Sebagai perintis seringkali kita bisa juga hilang merasa arah dan sulit dalam menentukan pilihan yang ideal. Jadi, memburu-buru sesuatu tidak banyak membantu, sebaliknya membuat orang merasa terdesak. Sebab perintis mencari-cari peluang sendiri, trial n error, tidak semua perintis juga mendapat bimbingan. Jadi, daripada menuntut lebih baik mendoakan dan mendukung saja upayanya. 

2. Orang seringkali hanya berorientasi pada outputnya saja

ilustrasi sedang berpikir (pexels.com/Mikhail Nilov)
ilustrasi sedang berpikir (pexels.com/Mikhail Nilov)

Hasil atau output menunjukkan usaha dan kerja keras kita selama ini. Ibarat bukti, biasanya orang akan menanyakan ‘hasil’ dari apa yang kita kerjakan dalam bentuk nyata. Karena mengutamakan ‘hasil’ seringkali orang melupakan pentingnya proses. Seolah usaha kita selama ini tidak terlihat dan terasa sia-sia karena belum kelihatan hasilnya.

Fase ini juga disebut sebagai fase pembuktian, dimana seorang yang baru merintis ditekan dari berbagai sisi dan mempertanyakan semuanya pada kita. Sampai akhirnya, hal itu menjadi tekanan yang mengganggu. Sebab jika ingin hasil yang bagus, maka proses yang harus dilalui pun panjang, sehingga harus sabar melalui proses tersebut. 

3. Harus siap mendapat omongan yang tidak mengenakkan

ilustrasi bersedih (pexels.com/Photo By: Kaboompics.com)
ilustrasi bersedih (pexels.com/Photo By: Kaboompics.com)
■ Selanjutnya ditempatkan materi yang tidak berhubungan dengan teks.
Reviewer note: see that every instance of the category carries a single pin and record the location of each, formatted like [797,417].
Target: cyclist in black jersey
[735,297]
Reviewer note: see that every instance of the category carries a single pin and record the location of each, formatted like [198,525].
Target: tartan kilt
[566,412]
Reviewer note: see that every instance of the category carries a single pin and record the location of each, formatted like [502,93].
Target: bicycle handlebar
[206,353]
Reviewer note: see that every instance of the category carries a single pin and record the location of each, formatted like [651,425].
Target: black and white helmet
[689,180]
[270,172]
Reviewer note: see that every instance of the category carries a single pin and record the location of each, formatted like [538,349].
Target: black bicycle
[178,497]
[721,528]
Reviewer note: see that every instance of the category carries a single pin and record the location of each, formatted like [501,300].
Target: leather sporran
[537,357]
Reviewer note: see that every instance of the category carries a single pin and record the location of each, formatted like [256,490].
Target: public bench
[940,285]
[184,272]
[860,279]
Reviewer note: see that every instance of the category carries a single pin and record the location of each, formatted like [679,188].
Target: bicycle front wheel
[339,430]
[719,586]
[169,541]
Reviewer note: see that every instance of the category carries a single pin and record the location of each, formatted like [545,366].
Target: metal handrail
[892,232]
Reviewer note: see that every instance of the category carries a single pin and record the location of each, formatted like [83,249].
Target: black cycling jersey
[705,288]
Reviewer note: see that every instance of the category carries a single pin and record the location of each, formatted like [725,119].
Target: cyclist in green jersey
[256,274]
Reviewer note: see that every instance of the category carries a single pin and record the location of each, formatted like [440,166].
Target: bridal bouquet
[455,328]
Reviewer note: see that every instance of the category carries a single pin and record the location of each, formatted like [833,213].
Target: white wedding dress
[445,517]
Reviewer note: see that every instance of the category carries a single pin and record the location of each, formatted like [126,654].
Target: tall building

Merujuk dari poin sebelumnya, ujung-ujungnya karena output belum terlihat, kita harus siap menghadapi 1000 omongan tidak nyaman dari sekitar. Entah mereka yang terus menanyakan soal progres, atau memberi saran-saran klasik yang membangun sampai sendiri kita hafal. Padahal bisa jadi proses yang kita lalui masih belum works, karena kita pun baru memulai. 

Namun, kita tetap harus menjelaskannya, meski tidak nyaman dan sebenarnya kita tidak ingin membahasnya terus-terusan. Disaat omongan serta pemikiran orang tidak bisa kita kontrol, maka kita yang harus mengontrol diri. Inilah bagian dari hidup yang harus dilalui. Bertahanlah karena ini hanya sementara.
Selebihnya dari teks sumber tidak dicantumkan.